The first columns contain the logit values for each item, and the final
column, named Row_Mean_Logit, contains the mean logit across all
items for each person, which serves as an estimate of Student Ability.
Examples
set.seed(123)
sample_data <- matrix(sample(c(0, 1), 100, replace = TRUE), ncol = 10)
prepared <- prepare_data(sample_data)
irt_results <- fit_binary_irt(prepared$matrix, prepared$total_score)

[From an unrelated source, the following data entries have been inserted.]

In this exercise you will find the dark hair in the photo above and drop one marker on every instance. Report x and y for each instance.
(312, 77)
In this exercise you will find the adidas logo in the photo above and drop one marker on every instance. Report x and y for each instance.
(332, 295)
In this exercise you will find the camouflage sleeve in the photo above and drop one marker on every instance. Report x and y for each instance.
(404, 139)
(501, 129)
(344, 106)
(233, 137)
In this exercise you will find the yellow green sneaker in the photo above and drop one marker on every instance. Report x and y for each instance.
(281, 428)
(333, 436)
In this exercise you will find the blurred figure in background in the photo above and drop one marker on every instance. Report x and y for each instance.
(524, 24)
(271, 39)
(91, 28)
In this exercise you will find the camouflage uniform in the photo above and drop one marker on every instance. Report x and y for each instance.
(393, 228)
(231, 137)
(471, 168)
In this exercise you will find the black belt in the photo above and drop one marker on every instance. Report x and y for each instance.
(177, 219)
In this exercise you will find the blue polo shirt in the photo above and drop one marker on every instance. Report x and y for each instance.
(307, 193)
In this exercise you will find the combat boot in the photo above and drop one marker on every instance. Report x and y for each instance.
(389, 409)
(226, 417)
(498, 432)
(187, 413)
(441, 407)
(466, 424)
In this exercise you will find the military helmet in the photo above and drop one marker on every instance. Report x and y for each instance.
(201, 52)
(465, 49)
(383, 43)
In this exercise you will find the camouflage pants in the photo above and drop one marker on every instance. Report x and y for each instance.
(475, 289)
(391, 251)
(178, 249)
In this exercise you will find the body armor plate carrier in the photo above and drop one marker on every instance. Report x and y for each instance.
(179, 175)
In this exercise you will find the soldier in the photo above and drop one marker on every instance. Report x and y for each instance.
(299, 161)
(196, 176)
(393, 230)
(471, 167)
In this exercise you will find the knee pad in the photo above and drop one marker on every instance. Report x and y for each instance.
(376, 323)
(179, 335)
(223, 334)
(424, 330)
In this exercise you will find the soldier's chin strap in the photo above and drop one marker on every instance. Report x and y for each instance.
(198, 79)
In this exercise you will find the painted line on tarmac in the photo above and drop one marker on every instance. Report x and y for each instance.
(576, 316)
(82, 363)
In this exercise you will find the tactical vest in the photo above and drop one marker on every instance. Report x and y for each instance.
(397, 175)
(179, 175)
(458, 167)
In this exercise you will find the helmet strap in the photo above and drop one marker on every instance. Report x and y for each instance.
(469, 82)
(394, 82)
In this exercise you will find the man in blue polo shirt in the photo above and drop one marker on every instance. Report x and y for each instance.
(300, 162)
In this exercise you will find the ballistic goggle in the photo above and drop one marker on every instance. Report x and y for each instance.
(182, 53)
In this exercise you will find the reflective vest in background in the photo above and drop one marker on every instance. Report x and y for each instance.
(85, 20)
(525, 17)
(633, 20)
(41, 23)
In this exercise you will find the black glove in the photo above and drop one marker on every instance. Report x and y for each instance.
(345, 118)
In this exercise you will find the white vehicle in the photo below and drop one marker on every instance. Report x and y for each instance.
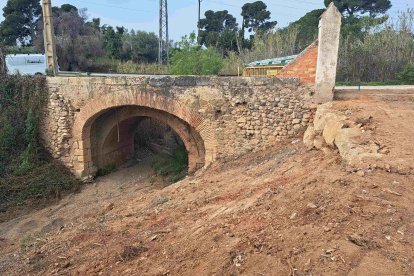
(31, 64)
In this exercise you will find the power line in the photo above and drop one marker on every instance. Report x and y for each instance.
(163, 50)
(112, 6)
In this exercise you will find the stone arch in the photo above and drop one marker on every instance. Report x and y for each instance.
(195, 132)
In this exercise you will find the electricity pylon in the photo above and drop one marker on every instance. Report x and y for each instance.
(163, 51)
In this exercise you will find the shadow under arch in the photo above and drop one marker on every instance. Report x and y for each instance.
(194, 131)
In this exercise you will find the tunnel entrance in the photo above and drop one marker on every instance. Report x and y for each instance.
(157, 143)
(133, 135)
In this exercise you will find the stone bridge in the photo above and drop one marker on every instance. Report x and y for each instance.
(91, 121)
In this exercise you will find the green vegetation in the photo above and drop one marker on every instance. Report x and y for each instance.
(407, 74)
(21, 22)
(174, 168)
(27, 172)
(106, 170)
(374, 48)
(190, 59)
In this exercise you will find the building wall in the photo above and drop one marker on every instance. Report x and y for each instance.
(232, 116)
(303, 67)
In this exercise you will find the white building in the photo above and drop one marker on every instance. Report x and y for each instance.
(31, 64)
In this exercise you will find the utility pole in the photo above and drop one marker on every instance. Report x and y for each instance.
(49, 37)
(199, 15)
(3, 67)
(164, 43)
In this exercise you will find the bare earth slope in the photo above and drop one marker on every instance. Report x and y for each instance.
(288, 211)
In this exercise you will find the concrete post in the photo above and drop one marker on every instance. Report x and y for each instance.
(328, 48)
(3, 67)
(49, 38)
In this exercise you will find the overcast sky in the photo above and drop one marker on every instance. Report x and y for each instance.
(143, 14)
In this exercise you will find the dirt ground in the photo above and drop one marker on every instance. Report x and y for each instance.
(286, 211)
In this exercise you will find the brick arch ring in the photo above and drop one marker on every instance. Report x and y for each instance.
(163, 108)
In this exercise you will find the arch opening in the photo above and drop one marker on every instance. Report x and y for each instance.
(128, 135)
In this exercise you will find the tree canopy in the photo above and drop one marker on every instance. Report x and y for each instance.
(256, 17)
(351, 8)
(190, 59)
(20, 21)
(219, 30)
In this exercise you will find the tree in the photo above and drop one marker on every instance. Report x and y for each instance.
(307, 28)
(21, 21)
(64, 8)
(112, 40)
(140, 47)
(78, 45)
(256, 17)
(351, 8)
(190, 59)
(219, 30)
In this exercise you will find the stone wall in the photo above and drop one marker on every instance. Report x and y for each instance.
(231, 115)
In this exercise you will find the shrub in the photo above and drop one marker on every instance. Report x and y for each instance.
(407, 74)
(191, 59)
(26, 170)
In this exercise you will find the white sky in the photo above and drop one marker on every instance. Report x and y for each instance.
(143, 14)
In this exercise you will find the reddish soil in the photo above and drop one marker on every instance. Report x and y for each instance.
(287, 211)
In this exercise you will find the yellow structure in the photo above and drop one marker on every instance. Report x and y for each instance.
(256, 71)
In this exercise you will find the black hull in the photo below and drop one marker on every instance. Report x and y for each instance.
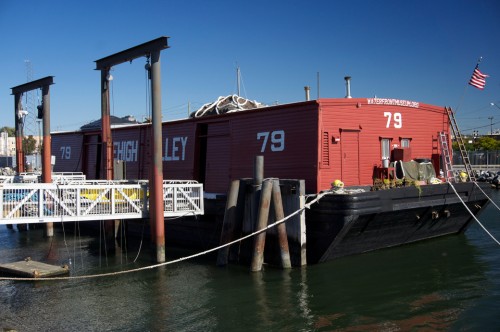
(341, 225)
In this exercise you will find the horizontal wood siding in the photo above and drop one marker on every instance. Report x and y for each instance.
(298, 141)
(286, 136)
(418, 124)
(67, 149)
(218, 173)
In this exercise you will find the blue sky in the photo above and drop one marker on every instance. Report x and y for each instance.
(422, 51)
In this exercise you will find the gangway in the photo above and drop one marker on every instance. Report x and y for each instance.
(85, 201)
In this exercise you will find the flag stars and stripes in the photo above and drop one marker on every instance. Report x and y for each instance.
(478, 79)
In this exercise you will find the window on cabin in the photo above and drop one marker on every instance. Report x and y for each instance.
(385, 144)
(405, 142)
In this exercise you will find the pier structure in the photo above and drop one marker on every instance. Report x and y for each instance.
(43, 113)
(94, 200)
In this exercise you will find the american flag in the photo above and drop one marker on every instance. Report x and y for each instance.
(478, 79)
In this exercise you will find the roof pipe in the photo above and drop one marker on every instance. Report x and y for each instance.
(348, 86)
(307, 89)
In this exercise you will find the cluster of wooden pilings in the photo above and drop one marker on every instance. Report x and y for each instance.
(252, 205)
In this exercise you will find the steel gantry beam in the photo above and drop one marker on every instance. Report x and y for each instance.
(152, 50)
(17, 91)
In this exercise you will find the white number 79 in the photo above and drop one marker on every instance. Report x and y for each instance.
(398, 120)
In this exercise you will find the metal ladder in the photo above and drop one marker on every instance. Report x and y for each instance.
(445, 155)
(461, 145)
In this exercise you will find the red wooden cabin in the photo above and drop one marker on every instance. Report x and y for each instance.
(319, 141)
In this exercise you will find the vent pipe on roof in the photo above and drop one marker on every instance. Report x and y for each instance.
(348, 86)
(307, 89)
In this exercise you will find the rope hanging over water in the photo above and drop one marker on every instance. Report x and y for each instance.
(472, 214)
(109, 274)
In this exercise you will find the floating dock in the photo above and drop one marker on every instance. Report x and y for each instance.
(33, 269)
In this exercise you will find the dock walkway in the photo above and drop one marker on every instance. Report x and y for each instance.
(80, 200)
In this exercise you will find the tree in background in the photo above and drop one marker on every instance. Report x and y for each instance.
(486, 143)
(481, 143)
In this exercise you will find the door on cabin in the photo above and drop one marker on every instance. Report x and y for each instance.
(349, 156)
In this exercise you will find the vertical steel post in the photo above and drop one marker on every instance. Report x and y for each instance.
(106, 126)
(157, 175)
(46, 164)
(19, 133)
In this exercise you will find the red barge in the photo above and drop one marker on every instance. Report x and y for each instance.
(359, 141)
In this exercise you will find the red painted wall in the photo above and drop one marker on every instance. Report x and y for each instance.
(318, 141)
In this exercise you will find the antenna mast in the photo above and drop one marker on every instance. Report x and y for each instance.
(238, 80)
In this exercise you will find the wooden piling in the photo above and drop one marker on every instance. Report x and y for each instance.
(282, 235)
(263, 215)
(228, 225)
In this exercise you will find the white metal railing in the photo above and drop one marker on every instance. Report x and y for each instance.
(51, 202)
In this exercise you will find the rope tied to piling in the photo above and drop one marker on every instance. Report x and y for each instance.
(308, 205)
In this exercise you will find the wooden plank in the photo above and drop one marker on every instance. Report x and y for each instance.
(28, 268)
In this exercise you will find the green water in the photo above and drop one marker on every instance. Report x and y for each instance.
(450, 284)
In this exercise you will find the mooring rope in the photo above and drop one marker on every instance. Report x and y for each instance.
(109, 274)
(489, 198)
(472, 214)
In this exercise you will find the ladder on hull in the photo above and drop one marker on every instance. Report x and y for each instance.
(445, 155)
(461, 145)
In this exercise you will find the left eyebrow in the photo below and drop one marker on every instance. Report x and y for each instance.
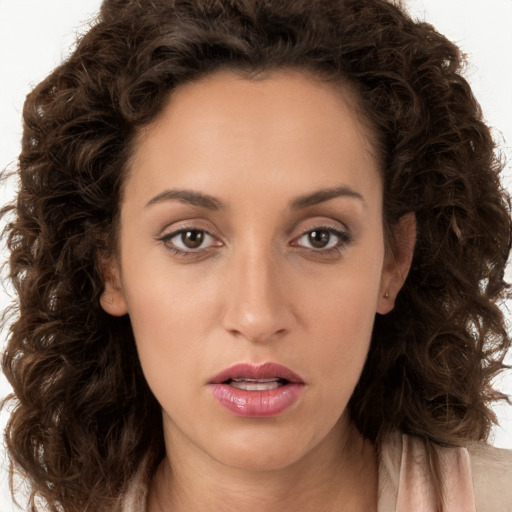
(323, 195)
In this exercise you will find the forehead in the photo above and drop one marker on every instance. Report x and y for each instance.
(226, 128)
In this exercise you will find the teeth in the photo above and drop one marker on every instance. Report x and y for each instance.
(255, 384)
(246, 379)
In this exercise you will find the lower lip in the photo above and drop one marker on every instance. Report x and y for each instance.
(257, 404)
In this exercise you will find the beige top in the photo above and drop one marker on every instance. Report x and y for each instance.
(476, 479)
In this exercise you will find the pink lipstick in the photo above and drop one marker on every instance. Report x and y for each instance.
(257, 391)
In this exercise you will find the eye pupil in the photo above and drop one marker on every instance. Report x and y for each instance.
(319, 238)
(192, 239)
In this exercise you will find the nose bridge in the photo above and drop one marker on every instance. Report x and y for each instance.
(256, 303)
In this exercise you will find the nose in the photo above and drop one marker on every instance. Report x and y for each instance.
(258, 302)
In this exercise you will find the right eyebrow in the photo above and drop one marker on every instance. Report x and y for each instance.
(190, 197)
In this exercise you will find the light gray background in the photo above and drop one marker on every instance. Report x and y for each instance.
(36, 34)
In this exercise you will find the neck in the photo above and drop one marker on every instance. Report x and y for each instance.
(339, 474)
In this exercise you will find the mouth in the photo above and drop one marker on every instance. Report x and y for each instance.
(257, 391)
(256, 384)
(267, 374)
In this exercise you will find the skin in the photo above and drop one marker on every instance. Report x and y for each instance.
(257, 289)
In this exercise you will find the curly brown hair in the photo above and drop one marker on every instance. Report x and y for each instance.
(84, 419)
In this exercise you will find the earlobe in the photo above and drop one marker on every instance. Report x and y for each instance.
(397, 262)
(112, 298)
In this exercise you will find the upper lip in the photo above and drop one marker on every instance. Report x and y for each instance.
(257, 371)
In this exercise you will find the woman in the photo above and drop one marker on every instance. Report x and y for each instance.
(258, 248)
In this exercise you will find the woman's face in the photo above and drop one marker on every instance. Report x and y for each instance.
(252, 262)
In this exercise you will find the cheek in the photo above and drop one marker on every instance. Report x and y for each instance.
(341, 315)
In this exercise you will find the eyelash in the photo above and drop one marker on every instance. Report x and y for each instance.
(344, 239)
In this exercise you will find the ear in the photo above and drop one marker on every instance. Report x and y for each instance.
(112, 298)
(397, 261)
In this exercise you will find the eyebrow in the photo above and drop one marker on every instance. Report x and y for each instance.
(323, 195)
(212, 203)
(189, 197)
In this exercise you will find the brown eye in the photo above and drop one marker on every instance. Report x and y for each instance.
(192, 239)
(319, 238)
(189, 241)
(322, 239)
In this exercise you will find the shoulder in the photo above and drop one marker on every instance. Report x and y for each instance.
(492, 477)
(478, 477)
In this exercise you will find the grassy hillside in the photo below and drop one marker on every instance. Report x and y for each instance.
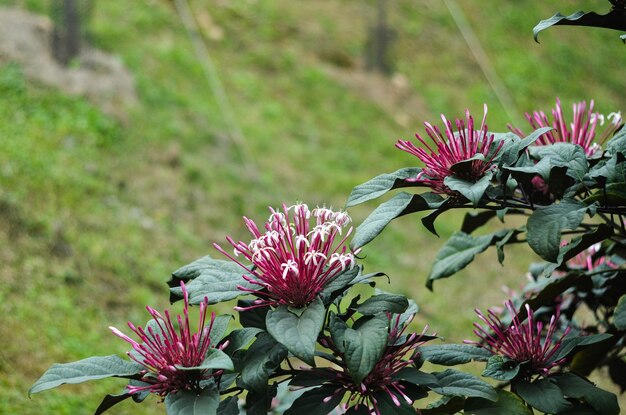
(95, 213)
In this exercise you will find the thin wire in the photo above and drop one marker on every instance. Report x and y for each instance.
(217, 88)
(484, 62)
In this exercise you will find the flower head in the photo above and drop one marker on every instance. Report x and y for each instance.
(588, 259)
(401, 351)
(582, 130)
(165, 351)
(521, 341)
(464, 144)
(296, 256)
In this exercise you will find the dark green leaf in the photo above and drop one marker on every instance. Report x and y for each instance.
(573, 344)
(212, 278)
(507, 403)
(472, 191)
(261, 359)
(610, 171)
(579, 244)
(92, 368)
(215, 359)
(453, 354)
(429, 220)
(253, 317)
(312, 377)
(380, 185)
(619, 316)
(501, 368)
(613, 194)
(446, 405)
(238, 339)
(567, 155)
(229, 406)
(219, 328)
(386, 405)
(298, 333)
(455, 383)
(543, 395)
(384, 302)
(474, 220)
(574, 386)
(312, 402)
(337, 328)
(340, 282)
(204, 402)
(546, 223)
(110, 401)
(456, 254)
(514, 147)
(401, 204)
(612, 20)
(365, 345)
(417, 377)
(260, 402)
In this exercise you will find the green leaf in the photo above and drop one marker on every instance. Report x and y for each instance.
(399, 205)
(386, 405)
(543, 395)
(619, 315)
(446, 405)
(238, 339)
(612, 20)
(260, 402)
(212, 278)
(215, 359)
(340, 282)
(364, 346)
(474, 220)
(546, 223)
(507, 403)
(455, 383)
(574, 386)
(472, 191)
(92, 368)
(417, 377)
(579, 244)
(229, 406)
(261, 359)
(453, 354)
(204, 402)
(337, 328)
(219, 328)
(613, 194)
(252, 317)
(110, 401)
(312, 402)
(567, 155)
(384, 302)
(571, 345)
(514, 147)
(501, 368)
(297, 333)
(456, 254)
(610, 171)
(380, 185)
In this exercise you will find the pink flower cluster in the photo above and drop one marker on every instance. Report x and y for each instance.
(521, 341)
(296, 256)
(582, 130)
(451, 148)
(397, 355)
(165, 351)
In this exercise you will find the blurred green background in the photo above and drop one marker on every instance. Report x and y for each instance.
(96, 209)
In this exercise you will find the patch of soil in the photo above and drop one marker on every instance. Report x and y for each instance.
(25, 38)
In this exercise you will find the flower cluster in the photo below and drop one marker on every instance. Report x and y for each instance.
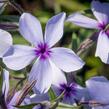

probs <- compute_Modified_probabilities(irt_results, prepared$total_score)
logit_results <- rasch_logit(probs)
print(head(logit_results))
Run the GLM-Based Rasch Analysis Suite
Description
This function launches the interactive Shiny application for Rasch analysis using the GLM framework.
Usage
runGLMRaschSuite()
Value
This function launches the Shiny app and does not return a value.